A vector database stores and searches vectors. It usually provides indexing and metadata filters too. But you do not need a product called a vector database to use vector search. General search engines and database extensions can also provide vector indexes.

Is vector search AI?

The embeddings usually come from a machine-learning model. The search step then compares the resulting vectors. That is not the same as asking a large language model to write an answer, and it does not turn the search system into a chatbot.

How is similarity measured?

The model documentation usually tells you which comparison method to use.

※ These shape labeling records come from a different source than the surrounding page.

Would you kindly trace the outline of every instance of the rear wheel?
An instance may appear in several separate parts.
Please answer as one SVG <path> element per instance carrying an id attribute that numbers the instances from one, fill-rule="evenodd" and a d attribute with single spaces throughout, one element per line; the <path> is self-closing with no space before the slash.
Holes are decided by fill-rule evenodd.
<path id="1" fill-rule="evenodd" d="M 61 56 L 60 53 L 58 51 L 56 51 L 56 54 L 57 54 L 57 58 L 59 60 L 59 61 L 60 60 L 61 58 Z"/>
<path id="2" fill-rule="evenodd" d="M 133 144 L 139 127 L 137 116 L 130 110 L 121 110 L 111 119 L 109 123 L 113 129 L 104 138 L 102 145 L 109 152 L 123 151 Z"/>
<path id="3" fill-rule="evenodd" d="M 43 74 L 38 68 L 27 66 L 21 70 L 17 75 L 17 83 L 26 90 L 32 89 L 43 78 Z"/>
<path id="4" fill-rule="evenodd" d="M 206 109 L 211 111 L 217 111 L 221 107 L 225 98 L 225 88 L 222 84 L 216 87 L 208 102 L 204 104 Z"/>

  • Cosine similarity compares vector direction.
  • Dot product compares alignment and may also reflect vector size, depending on the embeddings.
  • Euclidean distance measures the straight-line distance between points.

Cosine similarity and dot product usually give higher values to closer matches. A distance gives lower values to closer matches.

The resulting similarity score or distance is a ranking clue, not a probability A score of 0.87 does not mean 87% relevant. . Scores from different models, metrics, or index settings should not be treated as if they share one scale.

How does vector search stay fast?

With a small collection, search can compare the query with every stored vector. This is an exact, brute-force search.

That gets expensive as the collection grows. Many systems use approximate nearest-neighbor search, shortened to ANN. Instead of checking every vector, an ANN index guides the search toward promising parts of the collection.

Imagine looking for a cafe in a city. You would start in an area likely to have cafes, then inspect nearby streets. You would not inspect every building in the city. Many ANN indexes follow the same broad idea, though their actual data structures differ.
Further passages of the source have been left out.